Em 70 anos, quase tudo mudou. Quando chegou em Guarulhos usava uma área de 10 mil m² doada por Eduardo Guinle ao Ministério da Aeronáutica. “Na década de 1980 cortamos da própria carne e doamos para a construção do Aeroporto Internacional, hoje o maior do Hemisfério Sul, e ficamos com aproximadamente dois mil m²”, contou o atual comandante.

 

Ele ainda lembrou que os esquadrões de voo ficavam onde é o aeroporto atualmente e que depois da construção, dois esquadrões de combate foram transferidos para outra unidade. “Mudou muita coisa. Onde ficam os nossos hangares agora era a parte administrativa. Era pista única, de terra.
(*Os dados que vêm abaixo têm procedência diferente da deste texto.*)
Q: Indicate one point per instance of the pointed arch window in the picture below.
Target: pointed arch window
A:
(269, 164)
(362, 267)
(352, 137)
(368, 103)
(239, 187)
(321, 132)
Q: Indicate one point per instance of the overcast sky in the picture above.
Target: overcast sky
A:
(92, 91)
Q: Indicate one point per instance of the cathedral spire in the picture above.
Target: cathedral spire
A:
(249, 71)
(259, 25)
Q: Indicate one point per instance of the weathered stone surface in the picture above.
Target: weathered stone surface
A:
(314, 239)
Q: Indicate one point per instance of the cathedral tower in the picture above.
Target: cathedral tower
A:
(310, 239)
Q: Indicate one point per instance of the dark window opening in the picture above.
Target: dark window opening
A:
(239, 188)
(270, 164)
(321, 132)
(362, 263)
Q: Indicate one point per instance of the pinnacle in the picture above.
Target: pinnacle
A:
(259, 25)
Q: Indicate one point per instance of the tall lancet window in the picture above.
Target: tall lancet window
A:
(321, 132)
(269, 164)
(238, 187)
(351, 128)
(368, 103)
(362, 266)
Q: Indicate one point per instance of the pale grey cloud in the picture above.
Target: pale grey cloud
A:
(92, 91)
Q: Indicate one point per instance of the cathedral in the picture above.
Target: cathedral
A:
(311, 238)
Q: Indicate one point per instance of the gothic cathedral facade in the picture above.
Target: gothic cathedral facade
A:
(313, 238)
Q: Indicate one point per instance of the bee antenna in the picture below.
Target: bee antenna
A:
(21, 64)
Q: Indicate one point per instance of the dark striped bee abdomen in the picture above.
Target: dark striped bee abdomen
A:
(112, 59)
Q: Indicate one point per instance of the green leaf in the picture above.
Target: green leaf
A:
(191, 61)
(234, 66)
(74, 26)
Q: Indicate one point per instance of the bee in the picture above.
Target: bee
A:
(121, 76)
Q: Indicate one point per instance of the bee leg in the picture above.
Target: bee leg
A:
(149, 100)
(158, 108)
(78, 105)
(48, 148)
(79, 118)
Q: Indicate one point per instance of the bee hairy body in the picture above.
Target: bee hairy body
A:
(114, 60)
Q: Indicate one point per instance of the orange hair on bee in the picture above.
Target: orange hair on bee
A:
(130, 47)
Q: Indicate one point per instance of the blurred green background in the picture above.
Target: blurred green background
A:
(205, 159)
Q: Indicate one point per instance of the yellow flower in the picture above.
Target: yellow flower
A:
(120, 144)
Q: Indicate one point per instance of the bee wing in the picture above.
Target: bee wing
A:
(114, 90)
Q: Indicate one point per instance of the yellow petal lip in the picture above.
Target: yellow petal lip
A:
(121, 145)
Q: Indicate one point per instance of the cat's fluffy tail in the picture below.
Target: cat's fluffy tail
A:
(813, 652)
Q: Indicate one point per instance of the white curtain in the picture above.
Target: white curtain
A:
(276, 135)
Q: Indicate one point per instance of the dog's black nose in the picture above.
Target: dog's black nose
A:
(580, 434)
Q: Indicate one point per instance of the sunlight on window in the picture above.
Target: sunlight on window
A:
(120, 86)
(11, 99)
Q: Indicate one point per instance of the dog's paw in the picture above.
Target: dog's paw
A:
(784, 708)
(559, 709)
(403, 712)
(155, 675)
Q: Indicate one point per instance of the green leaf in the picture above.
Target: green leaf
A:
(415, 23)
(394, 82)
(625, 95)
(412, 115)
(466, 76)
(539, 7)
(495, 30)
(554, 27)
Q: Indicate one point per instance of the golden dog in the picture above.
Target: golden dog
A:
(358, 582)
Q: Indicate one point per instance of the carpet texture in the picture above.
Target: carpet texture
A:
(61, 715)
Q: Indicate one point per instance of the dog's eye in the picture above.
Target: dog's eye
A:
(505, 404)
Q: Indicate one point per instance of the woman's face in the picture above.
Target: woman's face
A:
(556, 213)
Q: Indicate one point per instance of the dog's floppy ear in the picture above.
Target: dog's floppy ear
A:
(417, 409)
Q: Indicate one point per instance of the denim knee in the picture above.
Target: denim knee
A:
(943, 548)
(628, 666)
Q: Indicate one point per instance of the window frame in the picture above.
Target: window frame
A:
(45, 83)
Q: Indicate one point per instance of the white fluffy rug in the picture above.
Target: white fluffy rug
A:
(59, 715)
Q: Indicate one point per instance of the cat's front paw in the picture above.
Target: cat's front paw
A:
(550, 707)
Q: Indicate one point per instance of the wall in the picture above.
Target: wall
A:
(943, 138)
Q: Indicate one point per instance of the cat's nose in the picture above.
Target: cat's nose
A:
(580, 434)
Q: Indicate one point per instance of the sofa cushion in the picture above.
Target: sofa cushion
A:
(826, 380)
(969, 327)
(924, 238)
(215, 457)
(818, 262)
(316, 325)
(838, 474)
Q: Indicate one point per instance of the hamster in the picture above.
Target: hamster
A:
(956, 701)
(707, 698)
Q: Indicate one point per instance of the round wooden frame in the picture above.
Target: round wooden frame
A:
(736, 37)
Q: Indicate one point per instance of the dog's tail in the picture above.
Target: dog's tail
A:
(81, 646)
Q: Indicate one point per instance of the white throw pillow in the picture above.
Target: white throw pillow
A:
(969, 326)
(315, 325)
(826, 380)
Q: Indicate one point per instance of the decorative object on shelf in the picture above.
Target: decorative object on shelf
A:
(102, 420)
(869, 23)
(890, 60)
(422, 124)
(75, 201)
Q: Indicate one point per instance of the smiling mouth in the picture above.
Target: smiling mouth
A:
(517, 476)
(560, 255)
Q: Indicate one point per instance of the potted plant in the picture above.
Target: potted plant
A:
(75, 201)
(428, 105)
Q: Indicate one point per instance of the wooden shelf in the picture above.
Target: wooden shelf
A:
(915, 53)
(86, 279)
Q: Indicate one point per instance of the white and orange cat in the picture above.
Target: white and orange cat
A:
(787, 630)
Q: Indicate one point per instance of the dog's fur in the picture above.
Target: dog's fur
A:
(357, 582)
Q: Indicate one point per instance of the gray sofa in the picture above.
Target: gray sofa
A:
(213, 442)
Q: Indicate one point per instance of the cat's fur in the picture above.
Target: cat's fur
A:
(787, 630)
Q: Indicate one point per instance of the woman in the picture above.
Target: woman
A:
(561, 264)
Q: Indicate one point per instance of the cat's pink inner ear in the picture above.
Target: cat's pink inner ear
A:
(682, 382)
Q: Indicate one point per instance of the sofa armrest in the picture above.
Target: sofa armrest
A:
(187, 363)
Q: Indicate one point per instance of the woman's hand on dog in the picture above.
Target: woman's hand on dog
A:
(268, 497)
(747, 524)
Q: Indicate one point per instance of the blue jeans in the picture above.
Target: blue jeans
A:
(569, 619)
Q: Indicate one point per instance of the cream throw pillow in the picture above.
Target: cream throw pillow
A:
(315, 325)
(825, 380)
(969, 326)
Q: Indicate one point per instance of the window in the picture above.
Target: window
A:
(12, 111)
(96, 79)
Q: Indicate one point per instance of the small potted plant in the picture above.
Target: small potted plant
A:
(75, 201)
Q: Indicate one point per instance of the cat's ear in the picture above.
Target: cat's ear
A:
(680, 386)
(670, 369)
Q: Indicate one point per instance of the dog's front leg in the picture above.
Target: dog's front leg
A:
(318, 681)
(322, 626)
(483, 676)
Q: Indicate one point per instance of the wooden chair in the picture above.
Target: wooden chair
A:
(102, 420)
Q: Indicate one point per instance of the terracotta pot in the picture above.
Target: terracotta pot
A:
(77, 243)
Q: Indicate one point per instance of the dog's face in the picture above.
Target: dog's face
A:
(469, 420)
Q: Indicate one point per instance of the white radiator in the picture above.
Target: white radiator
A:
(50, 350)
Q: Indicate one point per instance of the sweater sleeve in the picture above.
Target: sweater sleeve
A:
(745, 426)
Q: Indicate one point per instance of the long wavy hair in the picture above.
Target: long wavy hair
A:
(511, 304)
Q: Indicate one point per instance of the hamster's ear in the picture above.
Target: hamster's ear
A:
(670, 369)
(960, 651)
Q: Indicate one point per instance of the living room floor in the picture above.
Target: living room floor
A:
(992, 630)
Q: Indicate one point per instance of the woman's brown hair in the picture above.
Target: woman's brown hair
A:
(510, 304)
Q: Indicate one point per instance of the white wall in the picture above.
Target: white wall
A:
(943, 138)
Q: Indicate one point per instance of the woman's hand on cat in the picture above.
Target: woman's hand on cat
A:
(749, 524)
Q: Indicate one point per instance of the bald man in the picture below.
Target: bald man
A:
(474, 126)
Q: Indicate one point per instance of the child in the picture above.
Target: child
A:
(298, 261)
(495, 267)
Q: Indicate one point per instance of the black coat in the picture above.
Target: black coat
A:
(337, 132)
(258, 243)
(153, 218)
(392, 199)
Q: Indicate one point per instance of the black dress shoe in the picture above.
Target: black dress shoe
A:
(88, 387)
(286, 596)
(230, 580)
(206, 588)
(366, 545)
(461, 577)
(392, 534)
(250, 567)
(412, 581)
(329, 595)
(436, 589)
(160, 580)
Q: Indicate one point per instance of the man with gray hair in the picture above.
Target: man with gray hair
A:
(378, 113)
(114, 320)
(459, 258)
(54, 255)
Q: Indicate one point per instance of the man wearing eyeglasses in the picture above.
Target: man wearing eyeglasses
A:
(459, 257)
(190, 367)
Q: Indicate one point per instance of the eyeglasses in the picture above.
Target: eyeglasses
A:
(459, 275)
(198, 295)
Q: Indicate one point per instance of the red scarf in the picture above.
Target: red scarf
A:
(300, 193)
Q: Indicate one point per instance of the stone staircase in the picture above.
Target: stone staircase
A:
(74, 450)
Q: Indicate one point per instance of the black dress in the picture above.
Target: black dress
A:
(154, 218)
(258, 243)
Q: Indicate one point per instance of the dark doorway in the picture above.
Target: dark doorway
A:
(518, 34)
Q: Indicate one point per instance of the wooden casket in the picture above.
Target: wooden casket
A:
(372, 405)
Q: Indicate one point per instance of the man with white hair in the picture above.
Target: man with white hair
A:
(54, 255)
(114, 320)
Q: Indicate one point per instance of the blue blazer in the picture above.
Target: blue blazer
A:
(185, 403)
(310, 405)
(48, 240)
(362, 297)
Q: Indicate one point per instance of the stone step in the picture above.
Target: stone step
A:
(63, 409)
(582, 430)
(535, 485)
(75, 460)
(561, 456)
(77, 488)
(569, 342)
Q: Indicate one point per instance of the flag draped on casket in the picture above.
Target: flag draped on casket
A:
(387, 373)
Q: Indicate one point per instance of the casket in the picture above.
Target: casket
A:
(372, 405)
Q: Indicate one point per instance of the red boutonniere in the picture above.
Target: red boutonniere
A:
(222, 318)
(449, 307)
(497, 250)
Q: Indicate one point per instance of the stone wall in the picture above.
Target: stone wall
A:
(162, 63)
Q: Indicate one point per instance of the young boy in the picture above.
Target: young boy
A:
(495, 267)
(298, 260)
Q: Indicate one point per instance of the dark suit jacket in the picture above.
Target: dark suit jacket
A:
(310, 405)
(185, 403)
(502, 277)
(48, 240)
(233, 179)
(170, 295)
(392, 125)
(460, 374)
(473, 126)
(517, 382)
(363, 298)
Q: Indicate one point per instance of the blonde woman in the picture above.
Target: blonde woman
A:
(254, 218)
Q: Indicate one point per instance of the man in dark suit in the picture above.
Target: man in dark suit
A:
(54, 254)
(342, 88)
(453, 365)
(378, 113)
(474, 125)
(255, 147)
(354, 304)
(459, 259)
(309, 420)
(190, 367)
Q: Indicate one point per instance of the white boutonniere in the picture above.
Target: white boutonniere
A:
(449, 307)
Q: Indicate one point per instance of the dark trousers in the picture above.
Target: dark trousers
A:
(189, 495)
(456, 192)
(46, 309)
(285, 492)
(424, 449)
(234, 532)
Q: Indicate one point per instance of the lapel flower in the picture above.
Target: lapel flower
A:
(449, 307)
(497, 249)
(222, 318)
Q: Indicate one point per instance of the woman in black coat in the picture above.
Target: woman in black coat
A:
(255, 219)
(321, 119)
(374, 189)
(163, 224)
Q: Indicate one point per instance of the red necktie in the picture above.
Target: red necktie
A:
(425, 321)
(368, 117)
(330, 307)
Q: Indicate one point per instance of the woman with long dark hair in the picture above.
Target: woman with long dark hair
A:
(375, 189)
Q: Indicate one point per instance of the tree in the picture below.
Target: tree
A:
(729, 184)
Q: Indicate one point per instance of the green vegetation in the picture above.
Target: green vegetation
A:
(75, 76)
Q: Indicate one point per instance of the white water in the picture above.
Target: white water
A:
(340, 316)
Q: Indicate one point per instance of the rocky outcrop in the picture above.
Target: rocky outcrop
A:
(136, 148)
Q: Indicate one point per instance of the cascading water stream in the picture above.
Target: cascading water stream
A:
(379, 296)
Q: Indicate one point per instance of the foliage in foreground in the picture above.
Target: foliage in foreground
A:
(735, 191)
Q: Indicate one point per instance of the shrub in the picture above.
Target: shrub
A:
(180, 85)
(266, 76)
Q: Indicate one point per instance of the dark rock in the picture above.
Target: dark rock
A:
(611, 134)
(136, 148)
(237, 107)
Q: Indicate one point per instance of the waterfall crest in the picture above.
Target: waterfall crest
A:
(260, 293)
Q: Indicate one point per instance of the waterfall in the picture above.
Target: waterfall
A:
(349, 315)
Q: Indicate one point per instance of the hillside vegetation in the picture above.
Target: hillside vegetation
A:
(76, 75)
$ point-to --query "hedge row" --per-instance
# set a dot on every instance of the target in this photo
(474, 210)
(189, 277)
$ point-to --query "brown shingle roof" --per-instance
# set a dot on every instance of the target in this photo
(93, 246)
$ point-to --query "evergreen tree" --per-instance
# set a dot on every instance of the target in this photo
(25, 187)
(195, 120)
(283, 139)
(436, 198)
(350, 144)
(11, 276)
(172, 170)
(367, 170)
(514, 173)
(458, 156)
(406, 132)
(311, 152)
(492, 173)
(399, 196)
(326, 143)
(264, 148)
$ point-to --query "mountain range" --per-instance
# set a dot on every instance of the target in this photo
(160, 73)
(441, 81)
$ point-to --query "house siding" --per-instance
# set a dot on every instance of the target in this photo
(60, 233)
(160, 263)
Teve muitas mudanças e melhorias durante esses anos”, afirmou.

 

Aviões que marcaram a Força Aérea

 

A missão da Base Aérea de São Paulo é a de proporcionar às unidades aéreas todos os recursos técnicos e administrativos necessários para assegurar a manutenção, operação e o emprego aéreo.

 

Pelas suas pistas, passaram aviões que marcaram época na Força Aérea, tais como os A-20 Hudson, os B-25 Mitchell, empregado na Segunda Guerra Mundial, os B-26 Invader, que operaram na Guerra da Coreia, os SA-16 Albatroz, avião de Busca e Salvamento, os North American T-6, aviões que foram o apoio básico para treinamento dos pilotos.

 

E mais novos, os aviões de fabricação nacional AT-26 Xavante, aeronaves a reação de grande desempenho, e os C-47 Douglas (DC3 na Aviação Civil) um dos aviões de maior sucesso de transporte de carga e passageiros.